Small molecules like urea are removed by diffusion. The driving force is the concentration gradient. Along the concentration gradient the molecules move through the membrane wall, from blood into dialysate, to reach (electro-) chemical equilibrium. This therapy model is called low-flux haemodialysis, as the flow across the membrane wall is low (<10 ml/h/mmHg).
Larger molecules, particularly the so-called middle molecules (low molecular weight proteins like beta-2-microglobulin), can preferably be removed by convection across the membrane wall, achieved by a pressure gradient across the membrane. Therefore, the membrane needs to be more permeable and must have larger pores to allow passage of these larger molecules. As the water flux across the membrane wall is higher (>20 ml/h/mmHg) compared to low-flux dialysis, this therapy mode is called high-flux haemodialysis.
Haemofiltration does not use any dialysate, but instead directly infuses a physiologic solution into the patient’s blood.
This infusion is administered within the extracorporeal circuit. The excess fluid is removed from the patient via a haemofilter by applying trans-membrane pressure.
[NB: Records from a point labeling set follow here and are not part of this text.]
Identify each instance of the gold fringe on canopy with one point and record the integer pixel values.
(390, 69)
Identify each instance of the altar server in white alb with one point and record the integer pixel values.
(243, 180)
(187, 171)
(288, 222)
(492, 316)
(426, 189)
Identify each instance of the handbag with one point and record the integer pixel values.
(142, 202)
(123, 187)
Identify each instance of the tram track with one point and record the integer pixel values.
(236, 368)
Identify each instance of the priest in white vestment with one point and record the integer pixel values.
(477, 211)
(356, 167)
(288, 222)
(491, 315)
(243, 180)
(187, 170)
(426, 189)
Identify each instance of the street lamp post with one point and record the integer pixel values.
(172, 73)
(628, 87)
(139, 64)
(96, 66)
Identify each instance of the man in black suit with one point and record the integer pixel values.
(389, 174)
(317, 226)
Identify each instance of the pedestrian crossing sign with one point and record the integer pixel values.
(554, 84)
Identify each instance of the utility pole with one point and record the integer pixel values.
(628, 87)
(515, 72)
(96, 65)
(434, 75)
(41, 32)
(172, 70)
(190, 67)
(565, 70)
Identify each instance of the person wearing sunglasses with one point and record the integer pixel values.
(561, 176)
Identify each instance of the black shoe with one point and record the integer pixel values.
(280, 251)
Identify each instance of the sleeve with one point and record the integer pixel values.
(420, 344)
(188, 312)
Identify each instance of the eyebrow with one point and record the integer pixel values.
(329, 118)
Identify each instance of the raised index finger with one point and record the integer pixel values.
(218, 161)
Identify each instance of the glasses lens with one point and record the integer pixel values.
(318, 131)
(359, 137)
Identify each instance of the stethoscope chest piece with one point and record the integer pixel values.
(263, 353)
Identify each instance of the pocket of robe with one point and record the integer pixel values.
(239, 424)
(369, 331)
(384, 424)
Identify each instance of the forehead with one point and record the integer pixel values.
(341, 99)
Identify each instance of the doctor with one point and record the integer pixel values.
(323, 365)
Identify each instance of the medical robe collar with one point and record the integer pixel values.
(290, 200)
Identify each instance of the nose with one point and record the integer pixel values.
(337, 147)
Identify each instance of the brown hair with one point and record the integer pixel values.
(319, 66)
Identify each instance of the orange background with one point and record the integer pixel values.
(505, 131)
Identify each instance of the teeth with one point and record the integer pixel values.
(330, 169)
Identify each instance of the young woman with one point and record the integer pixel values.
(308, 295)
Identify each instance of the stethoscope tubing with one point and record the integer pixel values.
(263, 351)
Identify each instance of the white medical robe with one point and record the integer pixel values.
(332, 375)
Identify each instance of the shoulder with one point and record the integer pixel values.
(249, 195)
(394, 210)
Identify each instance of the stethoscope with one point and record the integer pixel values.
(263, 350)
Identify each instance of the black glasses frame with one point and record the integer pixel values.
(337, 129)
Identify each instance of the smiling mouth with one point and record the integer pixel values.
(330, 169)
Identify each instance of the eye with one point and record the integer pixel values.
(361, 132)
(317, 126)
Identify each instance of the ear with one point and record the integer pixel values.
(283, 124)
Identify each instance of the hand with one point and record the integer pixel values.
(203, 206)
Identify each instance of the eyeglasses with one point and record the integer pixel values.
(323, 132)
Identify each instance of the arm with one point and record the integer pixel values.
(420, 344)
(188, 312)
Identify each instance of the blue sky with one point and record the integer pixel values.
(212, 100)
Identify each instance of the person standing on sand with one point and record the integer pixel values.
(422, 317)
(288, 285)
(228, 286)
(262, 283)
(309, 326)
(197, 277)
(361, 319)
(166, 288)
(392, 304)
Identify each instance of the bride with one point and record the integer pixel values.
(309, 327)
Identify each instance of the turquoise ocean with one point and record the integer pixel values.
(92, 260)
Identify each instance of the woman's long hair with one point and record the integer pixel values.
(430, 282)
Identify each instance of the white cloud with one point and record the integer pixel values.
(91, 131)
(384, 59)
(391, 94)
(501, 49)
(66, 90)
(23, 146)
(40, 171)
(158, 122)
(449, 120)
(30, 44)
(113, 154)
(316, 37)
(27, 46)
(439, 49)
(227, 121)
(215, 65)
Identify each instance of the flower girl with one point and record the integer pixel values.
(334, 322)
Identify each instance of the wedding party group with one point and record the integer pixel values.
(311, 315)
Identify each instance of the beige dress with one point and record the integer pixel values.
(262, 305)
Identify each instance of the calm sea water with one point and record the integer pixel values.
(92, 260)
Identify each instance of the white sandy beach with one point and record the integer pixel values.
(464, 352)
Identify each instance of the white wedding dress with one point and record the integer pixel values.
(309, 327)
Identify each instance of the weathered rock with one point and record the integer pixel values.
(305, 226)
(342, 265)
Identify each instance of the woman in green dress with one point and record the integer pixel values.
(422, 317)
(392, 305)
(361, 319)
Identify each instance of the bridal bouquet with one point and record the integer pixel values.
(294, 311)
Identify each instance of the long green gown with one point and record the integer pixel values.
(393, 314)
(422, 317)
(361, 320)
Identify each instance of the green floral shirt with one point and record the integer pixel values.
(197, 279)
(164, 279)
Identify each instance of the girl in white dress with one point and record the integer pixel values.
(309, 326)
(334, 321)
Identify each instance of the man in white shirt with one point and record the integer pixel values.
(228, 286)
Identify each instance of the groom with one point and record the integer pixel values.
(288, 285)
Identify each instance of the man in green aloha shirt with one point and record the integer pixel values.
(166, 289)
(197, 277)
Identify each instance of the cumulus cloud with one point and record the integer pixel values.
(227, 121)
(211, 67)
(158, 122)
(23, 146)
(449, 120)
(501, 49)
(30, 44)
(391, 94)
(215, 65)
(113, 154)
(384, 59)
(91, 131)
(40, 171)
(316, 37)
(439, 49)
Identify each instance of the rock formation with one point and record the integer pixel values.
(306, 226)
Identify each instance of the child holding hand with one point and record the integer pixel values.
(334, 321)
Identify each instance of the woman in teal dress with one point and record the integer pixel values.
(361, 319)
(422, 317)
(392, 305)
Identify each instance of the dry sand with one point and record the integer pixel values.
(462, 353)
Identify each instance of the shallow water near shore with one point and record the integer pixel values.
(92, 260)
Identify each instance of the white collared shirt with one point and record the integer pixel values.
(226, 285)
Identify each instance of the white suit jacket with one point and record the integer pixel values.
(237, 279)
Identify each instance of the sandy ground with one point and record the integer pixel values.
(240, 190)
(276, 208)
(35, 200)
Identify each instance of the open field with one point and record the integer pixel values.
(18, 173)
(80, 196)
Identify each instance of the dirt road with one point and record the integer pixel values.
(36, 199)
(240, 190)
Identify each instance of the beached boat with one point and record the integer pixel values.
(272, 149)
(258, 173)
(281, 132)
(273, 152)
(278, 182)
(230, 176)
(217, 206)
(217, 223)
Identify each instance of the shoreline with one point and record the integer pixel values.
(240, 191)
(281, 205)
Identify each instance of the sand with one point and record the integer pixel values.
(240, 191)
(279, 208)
The therapeutic effect is achieved, as together with the fluid also toxins and other harmful substances are removed. In most cases, haemofiltration is operated with a high-flux dialyser. Depending on the volume to be removed per time interval and molecules to be retained, different flux conditions and dialysers can be used.
As a combination of haemodialysis and haemofiltration the process of haemodiafiltration uses both diffusion and enhanced convection.
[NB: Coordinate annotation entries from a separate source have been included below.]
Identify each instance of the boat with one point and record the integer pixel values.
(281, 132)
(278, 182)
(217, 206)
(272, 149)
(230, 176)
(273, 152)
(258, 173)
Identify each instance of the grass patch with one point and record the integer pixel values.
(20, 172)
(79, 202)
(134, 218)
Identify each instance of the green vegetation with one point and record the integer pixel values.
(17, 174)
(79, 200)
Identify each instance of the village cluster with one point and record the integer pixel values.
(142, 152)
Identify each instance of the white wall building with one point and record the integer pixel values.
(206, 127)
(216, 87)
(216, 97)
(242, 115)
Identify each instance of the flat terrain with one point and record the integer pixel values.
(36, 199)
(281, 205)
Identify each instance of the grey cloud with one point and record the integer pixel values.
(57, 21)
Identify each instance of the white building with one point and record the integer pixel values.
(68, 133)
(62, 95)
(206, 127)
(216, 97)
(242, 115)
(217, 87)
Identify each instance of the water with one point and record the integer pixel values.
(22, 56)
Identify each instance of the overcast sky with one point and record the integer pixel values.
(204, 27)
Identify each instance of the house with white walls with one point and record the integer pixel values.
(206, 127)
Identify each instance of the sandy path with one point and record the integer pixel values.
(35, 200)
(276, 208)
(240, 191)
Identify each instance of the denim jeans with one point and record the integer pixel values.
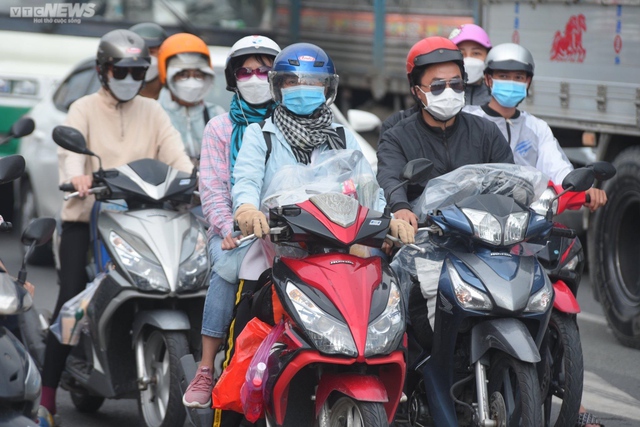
(218, 306)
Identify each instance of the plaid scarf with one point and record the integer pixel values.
(306, 133)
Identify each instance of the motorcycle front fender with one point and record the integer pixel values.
(508, 335)
(365, 388)
(564, 300)
(166, 320)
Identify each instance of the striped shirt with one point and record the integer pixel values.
(215, 179)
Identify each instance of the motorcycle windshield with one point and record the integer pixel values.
(523, 183)
(332, 171)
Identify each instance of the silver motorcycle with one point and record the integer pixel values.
(151, 255)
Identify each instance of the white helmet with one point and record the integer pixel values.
(249, 45)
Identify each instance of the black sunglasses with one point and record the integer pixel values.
(137, 73)
(439, 86)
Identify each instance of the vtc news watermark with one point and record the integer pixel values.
(54, 13)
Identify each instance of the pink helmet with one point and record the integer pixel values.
(471, 32)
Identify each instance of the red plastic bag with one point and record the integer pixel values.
(226, 393)
(252, 392)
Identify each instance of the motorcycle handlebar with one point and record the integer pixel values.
(563, 232)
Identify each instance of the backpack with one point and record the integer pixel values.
(267, 139)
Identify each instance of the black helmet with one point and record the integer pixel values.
(121, 48)
(152, 33)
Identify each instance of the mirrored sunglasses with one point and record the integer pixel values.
(244, 73)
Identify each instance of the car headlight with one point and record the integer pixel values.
(546, 200)
(193, 270)
(385, 332)
(467, 296)
(328, 334)
(487, 228)
(147, 274)
(540, 301)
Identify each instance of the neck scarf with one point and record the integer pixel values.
(242, 114)
(306, 133)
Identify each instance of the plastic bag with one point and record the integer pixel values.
(226, 393)
(252, 393)
(73, 318)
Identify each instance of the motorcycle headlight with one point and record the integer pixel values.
(193, 270)
(541, 206)
(385, 332)
(467, 295)
(540, 301)
(328, 334)
(147, 274)
(487, 228)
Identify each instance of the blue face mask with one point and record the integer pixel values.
(508, 93)
(303, 100)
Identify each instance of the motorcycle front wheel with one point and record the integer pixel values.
(564, 356)
(518, 384)
(347, 412)
(161, 403)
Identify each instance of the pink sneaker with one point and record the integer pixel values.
(198, 394)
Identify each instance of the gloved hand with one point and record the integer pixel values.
(402, 230)
(251, 220)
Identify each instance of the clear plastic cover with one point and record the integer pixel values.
(332, 171)
(524, 183)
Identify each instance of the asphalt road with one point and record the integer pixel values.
(612, 375)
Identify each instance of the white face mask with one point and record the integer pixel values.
(152, 71)
(474, 68)
(126, 89)
(191, 90)
(444, 106)
(254, 90)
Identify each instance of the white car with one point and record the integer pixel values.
(39, 192)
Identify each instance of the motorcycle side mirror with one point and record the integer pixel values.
(22, 127)
(37, 233)
(71, 139)
(416, 170)
(11, 168)
(579, 180)
(603, 170)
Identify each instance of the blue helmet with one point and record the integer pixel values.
(303, 64)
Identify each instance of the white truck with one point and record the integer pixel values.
(587, 87)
The patient’s blood is passed through a dialyser with dialysate on the other side of the membrane. Additionally, a substitution fluid is infused into the patient’s blood in the extracorporeal circuit. This infusion can be done either before (pre-dilution haemodiafiltration) or after the dialyser (post-dilution haemodiafiltration). This very efficient and effective treatment can enhance the range of removed toxins.